Jefferies analysts argue that the introduction of regulatory guardrails for artificial intelligence could temper the dominance of major technology firms even as such measures may prove advantageous for the broader equity market. In a recent report, the firm suggests that growing public concern about AI makes stricter oversight more likely, and that outcome would change the risk-reward profile across sectors.
The report notes that the recent decline in software and financial stocks largely reflects an assumption that AI will proceed without meaningful regulatory constraints. But as public sentiment increasingly favors safeguards over unfettered innovation, policymakers may be pushed toward rules, disclosure mandates and enforcement actions - developments that could be relatively more punitive for large technology names while easing competitive pressure elsewhere.
Jefferies highlights polling that shows Americans express greater concern about AI than populations in other major economies. According to the analysts, a majority of U.S. respondents prefer regulatory safeguards to rapid, unrestricted development. That preference, the report says, raises the probability of tighter regulation ahead of the U.S. midterm elections.
State legislatures are already taking an active role. The analysts report that more than 1,200 AI-related bills were introduced across U.S. states in 2025, and 874 of those measures remain active or are under consideration. Roughly 40% of the introduced bills focus explicitly on private-sector uses of AI, a pattern Jefferies interprets as evidence of broad and sustained state-level activism.
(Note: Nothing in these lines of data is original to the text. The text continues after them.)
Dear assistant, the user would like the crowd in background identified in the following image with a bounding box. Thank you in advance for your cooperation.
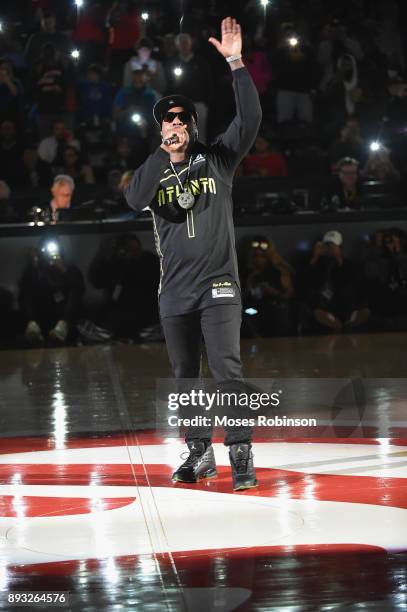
[0,0,407,347]
[1,225,407,349]
[0,0,406,219]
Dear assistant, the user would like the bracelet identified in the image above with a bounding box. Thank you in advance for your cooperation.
[226,54,242,63]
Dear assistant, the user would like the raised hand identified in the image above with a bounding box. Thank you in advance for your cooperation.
[208,16,242,58]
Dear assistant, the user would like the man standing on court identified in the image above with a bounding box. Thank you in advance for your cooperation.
[125,17,262,491]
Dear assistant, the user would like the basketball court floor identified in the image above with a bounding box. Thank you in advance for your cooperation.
[0,334,406,611]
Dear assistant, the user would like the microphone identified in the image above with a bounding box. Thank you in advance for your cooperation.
[163,134,179,146]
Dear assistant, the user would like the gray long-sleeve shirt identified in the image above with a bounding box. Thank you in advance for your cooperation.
[125,67,262,318]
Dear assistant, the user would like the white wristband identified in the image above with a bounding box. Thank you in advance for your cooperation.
[226,54,242,63]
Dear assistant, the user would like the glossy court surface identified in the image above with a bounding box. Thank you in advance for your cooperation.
[0,334,406,611]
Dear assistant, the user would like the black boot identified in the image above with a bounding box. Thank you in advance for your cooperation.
[172,439,217,483]
[229,443,258,491]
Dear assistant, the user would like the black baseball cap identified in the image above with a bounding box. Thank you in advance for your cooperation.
[153,94,198,126]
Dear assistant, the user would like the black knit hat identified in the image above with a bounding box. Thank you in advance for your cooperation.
[153,94,198,126]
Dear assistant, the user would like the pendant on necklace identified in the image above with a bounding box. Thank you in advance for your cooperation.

On infrastructure specifically, Jefferies points out that the five states with the largest data-center footprints have all enacted or proposed some form of restrictions on new builds. The firm concludes that these state-level constraints are likely to materially influence near-term deployment of AI systems and the pace of infrastructure expansion.
At the federal level, the analysts see limited momentum for a comprehensive preemption of state measures. While the report recalls that the Trump administration issued an executive order on AI policy in December 2025, it also notes that a federal AI moratorium is unpopular with many state lawmakers, reducing the likelihood of nationwide moratorium measures advancing.
Jefferies additionally points to congressional action removing a moratorium provision: the Senate voted 99 to 1 to strip moratorium language from the House’s legislative package known as the "One Big Beautiful Bill." The firm frames these developments as indicative of a fragmented policymaking environment in which state-level initiatives will play a substantial role.
Key takeaways
- Potential AI regulations could weigh on large technology companies but may shift gains to other market segments.
- State legislatures are highly active on AI policy, with more than 1,200 bills introduced in 2025 and 874 still active or under consideration.
- Data-center restrictions in the five largest-state footprints may materially affect AI infrastructure buildouts.
Risks and uncertainties
- Public concern might not translate into uniform federal action - uneven policy responses could create localized regulatory risk for infrastructure and cloud providers.
- State-level restrictions on data-center construction could slow or complicate AI deployment timelines, particularly for firms dependent on large-capacity sites.
- Removal of moratorium language at the federal level suggests legislative outcomes remain uncertain and subject to shifting votes and priorities.